New semesters are all about new experiences. New classes, new professors, and new payment activity posted to your Athena account. But with all these new opportunities, why stay in the same boring clubs? Let’s face it, the once a month you go to a Relay for Life meeting isn’t exactly what Unicef would qualify as a “humanitarian effort.” If you haven’t cured cancer at this point, I don’t think cold-Venmo-requesting your friends is going to do it. That’s why we suggest you branch out and create your own UGA student organization. Here’s a list of some potential clubs to get the ball rolling on this semester.
5.) Morehead Fan Club:
If you see things like we do, you can sum up UGA President Morehead in two words: absolute dreamboat! In this club, you and fellow Morehead-heads can giggle and ogle all you want over the cuh-oolest university President since James Dean was named “Dean for a Day, James Dean for a Life” at UC Santa Cruz. Meetings include building a shrine and drawing hearts around his photo in your yearbook.
4.) Women ONLY Sushi Rolling Club:
Because just when you thought there were no more interests that needed to challenge the dominating white, male overlords of our society, think again! For too long, sushi rolling has been a male-only institution. The sushi rollers at O House? Men. Not even Japanese, either! Ridiculous! This club that nobody asked for will change all of that!

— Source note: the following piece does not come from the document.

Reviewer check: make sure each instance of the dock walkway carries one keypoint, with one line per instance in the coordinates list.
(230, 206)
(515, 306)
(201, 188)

Enjoy feminism, nose rings, feminism, deadpan-faced people saying the phrase, “I’m a feminist and I know that scares a lot of people” with terrifying conviction, and maybe some decent sushi. Did we mention feminism?
3.) Corey in the Park Club:
A great club for theatre majors in the off season. Just like Shakespeare in the Park, except they only perform episodes from Disney Channel’s That’s So Raven spinoff Corey in the House. Shakespeare in the House would work as well, but even that might be too obscure a production for the Fine Arts’ Cellar Theatre.
2.) Maybe I’ll Try to be a Journalist (but, like, IDK??) Club:
This is the one where you talk about how you’ve always seen yourself as a good writer, but just never really gave it a shot, ya know? Like, you’re sure you’d be really good at it if you did it, and everyone in your sorority loved that one blogpost you wrote on your love/hate relationship with Bolton: An Ode to General Tso’s Chicken, so like, why not? In this club, you show up to one Red & Black staff meeting with a lot of enthusiasm and then never come back again.
1.) Drawing Dicks on Things Club:
The perfect club for the starving artist, the narrow-minded creative, or the inner 12-year-old inside all of us. Meetings could take place at practically any campus spot with a surface suitable for dick drawing. From desks in the dorms of Creswell to MLC bathroom stalls, but most likely at the seatbacks of chairs in Tate Theatre.